Somebody clicked on one of your web pages to learn about your products? Great! Now you can teach them even more about what you offer. But keep in mind that this person already knows a good bit about you from their own research. Try to avoid sending lead nurturing messages that read like an ad.
Being too salesy at this vulnerable state in the process can quickly turn potential customers away. Instead of creating generic content to send your leads, consider crafting content that truly speaks to their needs, provide meaningful information and add value to their research.

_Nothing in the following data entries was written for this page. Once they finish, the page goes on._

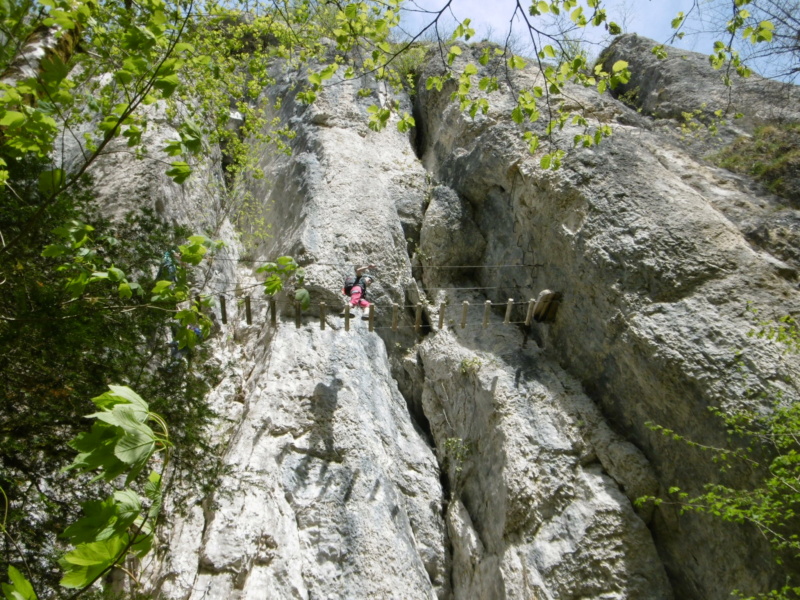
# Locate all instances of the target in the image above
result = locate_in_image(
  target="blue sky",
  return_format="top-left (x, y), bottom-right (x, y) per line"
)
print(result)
top-left (404, 0), bottom-right (710, 52)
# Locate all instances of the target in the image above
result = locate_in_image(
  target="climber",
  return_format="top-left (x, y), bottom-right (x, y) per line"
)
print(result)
top-left (342, 265), bottom-right (375, 308)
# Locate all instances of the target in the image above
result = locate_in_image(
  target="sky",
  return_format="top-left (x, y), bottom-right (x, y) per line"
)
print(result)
top-left (404, 0), bottom-right (712, 58)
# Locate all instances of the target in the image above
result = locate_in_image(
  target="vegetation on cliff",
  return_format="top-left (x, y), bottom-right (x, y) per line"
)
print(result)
top-left (0, 0), bottom-right (796, 598)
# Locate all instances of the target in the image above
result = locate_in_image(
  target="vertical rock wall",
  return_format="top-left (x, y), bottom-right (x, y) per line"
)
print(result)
top-left (134, 36), bottom-right (797, 600)
top-left (412, 39), bottom-right (798, 598)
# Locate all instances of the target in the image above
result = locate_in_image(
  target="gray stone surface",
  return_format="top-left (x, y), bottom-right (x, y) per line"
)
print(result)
top-left (419, 38), bottom-right (800, 599)
top-left (107, 34), bottom-right (800, 600)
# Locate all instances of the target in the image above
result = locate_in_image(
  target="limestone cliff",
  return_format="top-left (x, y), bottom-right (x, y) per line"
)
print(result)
top-left (86, 35), bottom-right (798, 600)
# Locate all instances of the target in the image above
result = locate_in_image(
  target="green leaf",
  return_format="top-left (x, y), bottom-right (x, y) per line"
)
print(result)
top-left (39, 169), bottom-right (64, 197)
top-left (2, 565), bottom-right (37, 600)
top-left (167, 161), bottom-right (192, 185)
top-left (294, 288), bottom-right (311, 310)
top-left (63, 537), bottom-right (127, 567)
top-left (59, 535), bottom-right (128, 589)
top-left (42, 244), bottom-right (69, 258)
top-left (153, 73), bottom-right (180, 98)
top-left (0, 110), bottom-right (25, 127)
top-left (61, 498), bottom-right (117, 545)
top-left (611, 60), bottom-right (628, 73)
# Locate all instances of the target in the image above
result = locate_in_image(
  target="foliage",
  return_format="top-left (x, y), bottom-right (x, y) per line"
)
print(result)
top-left (662, 0), bottom-right (800, 81)
top-left (1, 385), bottom-right (171, 600)
top-left (458, 356), bottom-right (483, 375)
top-left (0, 166), bottom-right (219, 589)
top-left (713, 123), bottom-right (800, 199)
top-left (637, 310), bottom-right (800, 599)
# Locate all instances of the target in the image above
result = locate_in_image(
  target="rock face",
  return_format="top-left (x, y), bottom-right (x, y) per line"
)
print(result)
top-left (131, 35), bottom-right (798, 600)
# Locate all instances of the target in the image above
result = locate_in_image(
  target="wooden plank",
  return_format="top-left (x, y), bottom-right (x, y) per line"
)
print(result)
top-left (525, 298), bottom-right (536, 325)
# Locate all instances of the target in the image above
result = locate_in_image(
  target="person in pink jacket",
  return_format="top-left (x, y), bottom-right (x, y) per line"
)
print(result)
top-left (349, 265), bottom-right (375, 308)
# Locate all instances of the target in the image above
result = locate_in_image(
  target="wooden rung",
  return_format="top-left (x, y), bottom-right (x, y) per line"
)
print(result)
top-left (525, 298), bottom-right (536, 325)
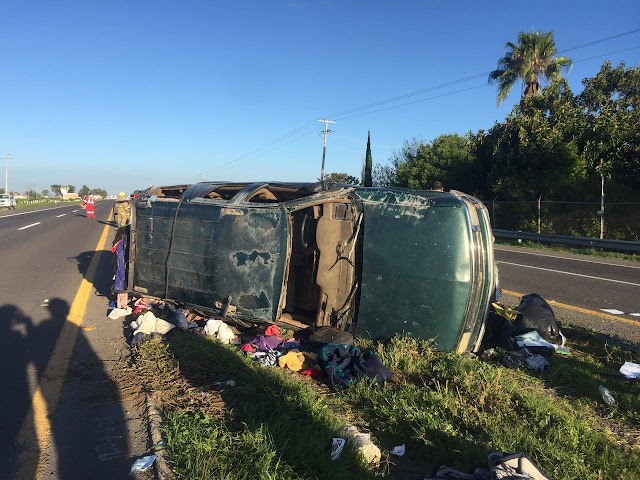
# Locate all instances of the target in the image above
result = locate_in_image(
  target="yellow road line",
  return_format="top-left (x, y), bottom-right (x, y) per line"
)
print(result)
top-left (502, 290), bottom-right (640, 327)
top-left (14, 213), bottom-right (113, 479)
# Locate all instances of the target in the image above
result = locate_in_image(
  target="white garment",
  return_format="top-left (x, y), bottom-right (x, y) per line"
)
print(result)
top-left (204, 319), bottom-right (238, 343)
top-left (133, 312), bottom-right (175, 335)
top-left (620, 362), bottom-right (640, 378)
top-left (109, 307), bottom-right (131, 320)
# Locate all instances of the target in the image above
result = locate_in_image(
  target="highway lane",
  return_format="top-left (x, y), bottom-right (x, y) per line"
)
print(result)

A Chance to Sound Like a Know-It-All
Industry jargon when marketing on the web is perfectly acceptable in some situations. Your lead nurturing campaign is not one of them. Even if you focus on business to business (B2B) marketing and your audience is familiar with the jargon, overwhelming them with company speak and technical terms in every message will quickly lead to boredom. It’s important to set yourself up as an authority in your field, but try doing so through informative and engaging content, rather than tech-savvy wording.
A One-Size-Fits-All Solution
Not all leads are created equal, and your lead nurturing messages should reflect differences. Consider each lead’s specific desires and needs, then cater your campaign based on what you’ve learned. It may take more work initially, but it’s worth the effort once you see a boost in your conversion rate. If you’re not segmenting your leads when marketing on the web and sending them information that answers their questions, it will be obvious in your content. Generic messages are a fast way to lose a lead.
An Excuse to Spam
A big no-no: emailing leads every day. By nature, leads hold some level of interest in your company. That interest becomes disgust in the blink of an eye when lead management turns into spamming. Can you say overkill? When done right, email marketing is a powerful tool.
People are busy. They don’t have time to read emails from you five or six days a week. So instead of bombarding – and chasing away – leads, leave at least one day between emails. Sending fewer messages with a bigger impact is more effective than sending more messages with less of an impact.
A Self-Regulated Process
With lead management, you can’t just “set it and forget it.” Even if you take advantage of marketing automation, you still need to evaluate and analyze your campaigns on a regular basis to make sure they’re performing the way you intended. Analytics allow you to see what’s working and what isn’t, and to adjust things as needed. This is an important step in the lead management process and shouldn’t be ignored.
Lead nurturing is crucial to success when marketing on the web. Keep in mind what the process is not, and you’ll be on your way to creating a campaign that drives sales.